Potjie – The Afrikaans word for “Little pot”
Kos – The Afrikaans word for “food”
Potjiekos is a traditional South African meal and originates from the Voortrekker days, it is a stew-like meal that is cooked in a heavy cast-iron pot over coals. It is simple and easy to prepare the dish as long as you stick to a couple of rules.
- Potjies need to be cooked slowly, it is best (if possible) to have two fires going so you can feed the fire under the potjie pot as you go
- The ingredients should be layered in the pot according to cooking times – meat at the bottom, vegetables that take the longest to cook on the second layer and so on
- Do not stir the pot, but rather layer the meat and vegetables and let the ingredients cook in their own goodness
- Each time you add a new layer to the pot make sure that there is still enough liquid to ensure nothing burns
- If more liquids need to be added to the pot, pour them down the sides and not straight into the centre
- When storing your potjie pot wipe the inside with a bit of oil on some paper towel and then fill the pot with newspaper to prevent it from rusting
- Olive oil
- 900g Chicken pieces with skin on (thighs, drumstick, breasts)
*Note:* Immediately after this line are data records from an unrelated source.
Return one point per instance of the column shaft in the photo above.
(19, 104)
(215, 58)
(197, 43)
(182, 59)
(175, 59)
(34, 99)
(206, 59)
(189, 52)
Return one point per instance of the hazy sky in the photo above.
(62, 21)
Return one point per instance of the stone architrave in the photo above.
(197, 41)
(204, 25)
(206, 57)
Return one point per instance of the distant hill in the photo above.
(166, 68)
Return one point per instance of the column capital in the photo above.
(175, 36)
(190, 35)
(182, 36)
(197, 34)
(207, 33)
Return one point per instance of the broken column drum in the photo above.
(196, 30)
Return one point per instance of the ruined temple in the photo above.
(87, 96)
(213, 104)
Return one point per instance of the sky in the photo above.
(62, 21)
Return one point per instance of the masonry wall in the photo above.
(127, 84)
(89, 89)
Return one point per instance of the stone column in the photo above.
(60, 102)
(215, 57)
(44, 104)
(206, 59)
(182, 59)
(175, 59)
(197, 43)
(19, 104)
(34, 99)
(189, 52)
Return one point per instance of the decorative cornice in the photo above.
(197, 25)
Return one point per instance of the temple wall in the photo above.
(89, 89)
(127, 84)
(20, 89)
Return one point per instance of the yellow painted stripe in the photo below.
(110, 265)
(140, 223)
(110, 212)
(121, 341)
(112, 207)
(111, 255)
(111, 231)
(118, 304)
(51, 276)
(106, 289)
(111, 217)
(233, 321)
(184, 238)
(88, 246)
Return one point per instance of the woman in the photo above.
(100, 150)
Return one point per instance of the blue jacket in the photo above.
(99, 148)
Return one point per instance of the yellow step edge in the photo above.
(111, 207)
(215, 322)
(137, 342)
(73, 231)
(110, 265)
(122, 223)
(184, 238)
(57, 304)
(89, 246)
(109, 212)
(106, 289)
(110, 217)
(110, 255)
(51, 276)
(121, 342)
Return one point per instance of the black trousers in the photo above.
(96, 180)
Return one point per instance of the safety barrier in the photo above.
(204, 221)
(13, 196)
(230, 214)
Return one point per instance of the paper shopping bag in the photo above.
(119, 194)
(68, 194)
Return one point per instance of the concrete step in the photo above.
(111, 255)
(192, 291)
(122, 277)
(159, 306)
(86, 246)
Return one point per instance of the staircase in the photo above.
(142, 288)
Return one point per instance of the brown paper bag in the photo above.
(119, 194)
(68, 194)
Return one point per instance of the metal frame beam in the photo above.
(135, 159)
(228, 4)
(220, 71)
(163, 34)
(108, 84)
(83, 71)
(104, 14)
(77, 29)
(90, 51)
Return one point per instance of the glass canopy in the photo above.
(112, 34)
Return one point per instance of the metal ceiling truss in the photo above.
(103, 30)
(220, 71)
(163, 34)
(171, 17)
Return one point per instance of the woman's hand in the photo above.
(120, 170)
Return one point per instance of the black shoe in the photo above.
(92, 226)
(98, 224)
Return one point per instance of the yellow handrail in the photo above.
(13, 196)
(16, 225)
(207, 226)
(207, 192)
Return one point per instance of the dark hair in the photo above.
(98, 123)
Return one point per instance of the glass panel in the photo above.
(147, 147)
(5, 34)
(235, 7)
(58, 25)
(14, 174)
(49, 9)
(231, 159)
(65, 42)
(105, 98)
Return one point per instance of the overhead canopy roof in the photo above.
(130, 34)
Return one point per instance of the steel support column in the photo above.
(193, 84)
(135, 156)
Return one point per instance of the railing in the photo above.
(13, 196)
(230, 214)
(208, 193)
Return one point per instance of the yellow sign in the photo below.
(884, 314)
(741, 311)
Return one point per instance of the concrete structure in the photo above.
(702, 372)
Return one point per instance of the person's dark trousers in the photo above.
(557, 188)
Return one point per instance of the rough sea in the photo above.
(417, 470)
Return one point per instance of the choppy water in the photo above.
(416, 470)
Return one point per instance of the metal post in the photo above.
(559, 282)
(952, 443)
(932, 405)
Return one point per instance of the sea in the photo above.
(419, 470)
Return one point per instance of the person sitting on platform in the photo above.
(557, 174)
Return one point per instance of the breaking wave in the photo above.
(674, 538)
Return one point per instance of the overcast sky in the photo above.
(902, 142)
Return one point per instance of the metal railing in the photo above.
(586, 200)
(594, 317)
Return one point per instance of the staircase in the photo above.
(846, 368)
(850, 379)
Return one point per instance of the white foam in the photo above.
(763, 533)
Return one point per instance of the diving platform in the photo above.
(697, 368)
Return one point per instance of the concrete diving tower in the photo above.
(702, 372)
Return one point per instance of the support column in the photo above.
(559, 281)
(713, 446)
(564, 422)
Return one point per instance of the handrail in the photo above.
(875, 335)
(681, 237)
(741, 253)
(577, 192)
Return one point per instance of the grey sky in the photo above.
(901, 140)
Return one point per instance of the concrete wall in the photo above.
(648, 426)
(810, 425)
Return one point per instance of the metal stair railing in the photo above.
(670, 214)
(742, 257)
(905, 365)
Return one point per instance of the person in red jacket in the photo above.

- 1 jar of braai sauce (the Castle braai series barbeque sauce is delicious)
- 1 can of beer
- 1/2 packet brown onion soup powder or 2 tbs cornflour mixed in 1/2 cup water
- 1 Large onion – diced
- approx. 10 baby potatoes
- half a butternut – cut into 2cm cubes
- 3 carrots – cut into 2cm cubes
- a small packet of Brussel sprouts
- 3 small baby marrows – cut into 2 cm cubes
- 1 small head of broccoli – cut up
- 1 small packet of green beans – tops and tails cut off
- 1 punnet of button mushrooms – halved
Get the coals ready for a potjie, place the potjie pot over the coals and add olive oil, once this is heated add the onions. Fry the onions until they become translucent, then add the chicken to brown on all sides.
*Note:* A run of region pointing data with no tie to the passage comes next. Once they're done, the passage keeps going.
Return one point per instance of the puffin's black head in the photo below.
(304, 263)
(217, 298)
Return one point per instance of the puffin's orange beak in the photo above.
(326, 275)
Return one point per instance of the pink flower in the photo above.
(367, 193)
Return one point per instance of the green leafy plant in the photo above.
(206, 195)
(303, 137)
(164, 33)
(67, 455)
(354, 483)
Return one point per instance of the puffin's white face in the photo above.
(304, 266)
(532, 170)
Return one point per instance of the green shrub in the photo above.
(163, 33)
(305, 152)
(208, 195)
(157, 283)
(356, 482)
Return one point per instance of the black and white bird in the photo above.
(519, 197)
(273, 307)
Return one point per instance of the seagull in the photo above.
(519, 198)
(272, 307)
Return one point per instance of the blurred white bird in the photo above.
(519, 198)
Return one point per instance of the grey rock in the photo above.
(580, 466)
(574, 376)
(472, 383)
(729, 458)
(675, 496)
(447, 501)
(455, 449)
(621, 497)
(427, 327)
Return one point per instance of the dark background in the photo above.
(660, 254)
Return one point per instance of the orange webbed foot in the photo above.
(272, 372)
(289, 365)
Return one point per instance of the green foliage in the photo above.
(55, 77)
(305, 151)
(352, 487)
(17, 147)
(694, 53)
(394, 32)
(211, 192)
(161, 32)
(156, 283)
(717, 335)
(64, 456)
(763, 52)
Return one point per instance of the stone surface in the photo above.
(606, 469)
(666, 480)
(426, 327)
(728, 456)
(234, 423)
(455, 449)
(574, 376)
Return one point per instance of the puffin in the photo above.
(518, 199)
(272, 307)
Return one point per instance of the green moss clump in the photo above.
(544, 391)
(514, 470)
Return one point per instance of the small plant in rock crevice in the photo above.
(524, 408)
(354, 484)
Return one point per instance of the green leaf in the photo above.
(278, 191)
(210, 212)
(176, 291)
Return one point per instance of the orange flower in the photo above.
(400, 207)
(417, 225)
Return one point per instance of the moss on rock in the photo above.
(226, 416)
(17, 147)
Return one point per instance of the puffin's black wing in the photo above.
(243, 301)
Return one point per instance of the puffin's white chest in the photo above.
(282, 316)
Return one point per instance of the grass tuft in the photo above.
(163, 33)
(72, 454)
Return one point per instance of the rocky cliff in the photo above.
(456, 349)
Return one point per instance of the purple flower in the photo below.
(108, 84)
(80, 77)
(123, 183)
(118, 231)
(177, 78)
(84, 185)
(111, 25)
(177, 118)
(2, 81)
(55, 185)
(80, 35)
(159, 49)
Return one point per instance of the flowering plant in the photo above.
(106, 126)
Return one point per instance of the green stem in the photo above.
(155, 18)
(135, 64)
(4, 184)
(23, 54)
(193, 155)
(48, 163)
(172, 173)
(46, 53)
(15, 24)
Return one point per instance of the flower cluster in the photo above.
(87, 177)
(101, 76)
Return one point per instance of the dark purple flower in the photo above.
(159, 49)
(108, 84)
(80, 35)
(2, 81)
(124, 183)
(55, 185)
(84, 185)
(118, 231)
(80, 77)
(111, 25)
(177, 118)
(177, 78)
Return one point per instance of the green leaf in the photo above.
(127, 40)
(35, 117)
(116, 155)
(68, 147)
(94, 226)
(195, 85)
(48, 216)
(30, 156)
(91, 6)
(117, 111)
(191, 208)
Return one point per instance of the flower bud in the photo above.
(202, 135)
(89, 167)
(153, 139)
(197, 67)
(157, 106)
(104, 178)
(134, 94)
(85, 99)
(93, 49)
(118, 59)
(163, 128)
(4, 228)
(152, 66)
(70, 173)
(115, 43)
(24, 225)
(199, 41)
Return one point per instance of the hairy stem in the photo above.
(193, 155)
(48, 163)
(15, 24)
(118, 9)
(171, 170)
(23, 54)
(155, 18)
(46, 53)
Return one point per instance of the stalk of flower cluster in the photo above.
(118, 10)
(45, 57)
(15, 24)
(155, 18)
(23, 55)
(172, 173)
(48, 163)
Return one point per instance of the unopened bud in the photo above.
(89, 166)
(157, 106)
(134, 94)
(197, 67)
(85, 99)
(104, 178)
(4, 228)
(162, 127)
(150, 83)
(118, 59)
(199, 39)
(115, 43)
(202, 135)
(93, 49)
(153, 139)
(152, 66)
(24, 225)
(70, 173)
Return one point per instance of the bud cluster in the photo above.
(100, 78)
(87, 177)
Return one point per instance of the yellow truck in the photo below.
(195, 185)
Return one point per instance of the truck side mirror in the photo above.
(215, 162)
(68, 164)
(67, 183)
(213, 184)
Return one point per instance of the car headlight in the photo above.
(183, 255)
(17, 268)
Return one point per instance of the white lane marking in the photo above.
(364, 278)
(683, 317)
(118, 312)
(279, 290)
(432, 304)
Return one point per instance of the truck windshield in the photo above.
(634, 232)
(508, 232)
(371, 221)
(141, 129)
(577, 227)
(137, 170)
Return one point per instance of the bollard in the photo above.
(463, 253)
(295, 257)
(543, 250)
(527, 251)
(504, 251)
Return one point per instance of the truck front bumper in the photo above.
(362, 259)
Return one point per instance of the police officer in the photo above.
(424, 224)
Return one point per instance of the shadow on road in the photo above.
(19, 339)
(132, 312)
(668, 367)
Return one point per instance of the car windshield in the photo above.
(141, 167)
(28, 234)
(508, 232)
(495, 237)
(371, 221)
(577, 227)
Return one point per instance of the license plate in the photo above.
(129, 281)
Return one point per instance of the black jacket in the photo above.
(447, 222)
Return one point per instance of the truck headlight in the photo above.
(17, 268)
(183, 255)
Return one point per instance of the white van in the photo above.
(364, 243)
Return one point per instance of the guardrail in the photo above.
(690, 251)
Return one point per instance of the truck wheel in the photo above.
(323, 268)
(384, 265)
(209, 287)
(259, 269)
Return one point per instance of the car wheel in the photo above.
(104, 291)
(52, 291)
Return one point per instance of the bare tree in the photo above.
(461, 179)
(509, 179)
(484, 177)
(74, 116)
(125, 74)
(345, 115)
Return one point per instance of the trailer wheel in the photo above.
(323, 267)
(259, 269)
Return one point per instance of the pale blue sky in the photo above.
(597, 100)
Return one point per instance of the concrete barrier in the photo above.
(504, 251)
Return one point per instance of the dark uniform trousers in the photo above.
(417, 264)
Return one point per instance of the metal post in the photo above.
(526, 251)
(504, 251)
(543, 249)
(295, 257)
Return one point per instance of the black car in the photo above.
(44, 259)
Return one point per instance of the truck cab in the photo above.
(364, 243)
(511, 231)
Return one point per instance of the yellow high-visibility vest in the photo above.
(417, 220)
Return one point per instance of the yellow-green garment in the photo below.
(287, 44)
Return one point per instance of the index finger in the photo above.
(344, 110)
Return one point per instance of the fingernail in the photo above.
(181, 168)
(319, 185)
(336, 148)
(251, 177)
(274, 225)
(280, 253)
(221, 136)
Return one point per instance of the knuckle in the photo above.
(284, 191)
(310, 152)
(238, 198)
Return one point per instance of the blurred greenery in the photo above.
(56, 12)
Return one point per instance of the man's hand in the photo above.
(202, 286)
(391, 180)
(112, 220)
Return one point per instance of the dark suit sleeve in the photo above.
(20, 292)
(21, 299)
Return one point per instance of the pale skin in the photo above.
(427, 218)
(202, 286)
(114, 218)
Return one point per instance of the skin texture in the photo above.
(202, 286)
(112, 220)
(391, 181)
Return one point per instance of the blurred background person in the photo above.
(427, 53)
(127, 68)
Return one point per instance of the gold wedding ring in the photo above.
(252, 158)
Once the chicken is browned, add the can of beer and braai sauce and stir until all mixed in, let this simmer for about 30 minutes.
Now it’s time to add the vegetables that take the longest to cook – potatoes, butternut and carrots. Put the vegetables on top of the chicken and sauce and do not stir! Let this cook for a further 45 minutes or until vegetables are tender.
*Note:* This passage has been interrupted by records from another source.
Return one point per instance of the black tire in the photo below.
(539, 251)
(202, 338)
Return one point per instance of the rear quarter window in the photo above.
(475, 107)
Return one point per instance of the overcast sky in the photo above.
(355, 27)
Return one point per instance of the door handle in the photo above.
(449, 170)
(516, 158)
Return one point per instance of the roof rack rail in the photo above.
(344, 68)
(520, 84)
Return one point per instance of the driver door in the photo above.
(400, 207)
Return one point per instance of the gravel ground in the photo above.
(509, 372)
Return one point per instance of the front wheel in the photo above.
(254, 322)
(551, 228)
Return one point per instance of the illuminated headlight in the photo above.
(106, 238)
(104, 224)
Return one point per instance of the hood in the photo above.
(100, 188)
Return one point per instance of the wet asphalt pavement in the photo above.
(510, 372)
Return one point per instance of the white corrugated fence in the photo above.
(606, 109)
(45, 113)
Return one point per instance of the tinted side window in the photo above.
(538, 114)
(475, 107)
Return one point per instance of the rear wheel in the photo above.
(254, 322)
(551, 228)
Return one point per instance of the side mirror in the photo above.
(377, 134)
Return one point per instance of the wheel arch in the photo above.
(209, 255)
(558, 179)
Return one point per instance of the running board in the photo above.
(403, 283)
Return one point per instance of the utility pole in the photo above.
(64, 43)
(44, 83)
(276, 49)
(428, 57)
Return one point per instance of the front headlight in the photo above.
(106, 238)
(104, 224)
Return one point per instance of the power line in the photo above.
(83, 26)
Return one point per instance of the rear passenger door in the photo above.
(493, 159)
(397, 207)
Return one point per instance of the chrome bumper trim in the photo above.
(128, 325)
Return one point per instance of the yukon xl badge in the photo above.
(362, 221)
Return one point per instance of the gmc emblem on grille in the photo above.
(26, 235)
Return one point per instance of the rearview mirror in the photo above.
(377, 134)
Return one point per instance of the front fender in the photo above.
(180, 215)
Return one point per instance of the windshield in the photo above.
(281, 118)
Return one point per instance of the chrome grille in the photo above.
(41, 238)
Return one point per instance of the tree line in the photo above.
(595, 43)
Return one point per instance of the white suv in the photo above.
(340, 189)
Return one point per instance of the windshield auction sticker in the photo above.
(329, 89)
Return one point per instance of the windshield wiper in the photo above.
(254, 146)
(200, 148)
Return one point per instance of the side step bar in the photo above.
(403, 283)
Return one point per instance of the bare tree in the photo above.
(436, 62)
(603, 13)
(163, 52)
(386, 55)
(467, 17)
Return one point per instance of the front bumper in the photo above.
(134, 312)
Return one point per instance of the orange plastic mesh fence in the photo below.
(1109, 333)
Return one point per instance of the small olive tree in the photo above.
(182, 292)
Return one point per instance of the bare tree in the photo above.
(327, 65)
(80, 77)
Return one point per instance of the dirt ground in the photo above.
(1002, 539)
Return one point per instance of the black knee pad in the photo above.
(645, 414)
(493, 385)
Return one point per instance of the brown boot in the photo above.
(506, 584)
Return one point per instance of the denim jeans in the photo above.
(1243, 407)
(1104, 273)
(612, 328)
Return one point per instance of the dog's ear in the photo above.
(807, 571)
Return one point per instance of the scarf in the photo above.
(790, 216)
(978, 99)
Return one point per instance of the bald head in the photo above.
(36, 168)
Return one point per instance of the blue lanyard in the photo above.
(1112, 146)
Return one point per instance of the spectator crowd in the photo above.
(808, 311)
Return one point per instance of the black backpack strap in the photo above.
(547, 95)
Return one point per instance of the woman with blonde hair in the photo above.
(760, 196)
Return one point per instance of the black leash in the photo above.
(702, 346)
Next, you need to add the Brussel sprouts, baby marrows and broccoli – place these on top of the previous layer and do not stir. Let this cook for a further 20 minutes with the lid on.
Lastly, we add the green beans and the mushrooms, place these on top of the previous layer and still do not stir, these don’t need to cook for long so cook for about 15 minutes with the lid on.
Now it’s time to open up the pot again and check that all the vegetables are cooked. It is also time to add the thickener (corn starch or brown onion soup) if needed and then you can give the potjie a good stir to mix up all the sauce, veggies and chicken. Let the potjie cook for a further 10 minutes to make sure the thickener is cooked in and then you are ready to serve! The chicken would have cooked off the bone and should be all tender and succulent!
Serve with rice, bread or samp.
Enjoy! And let us know what you think of the recipe.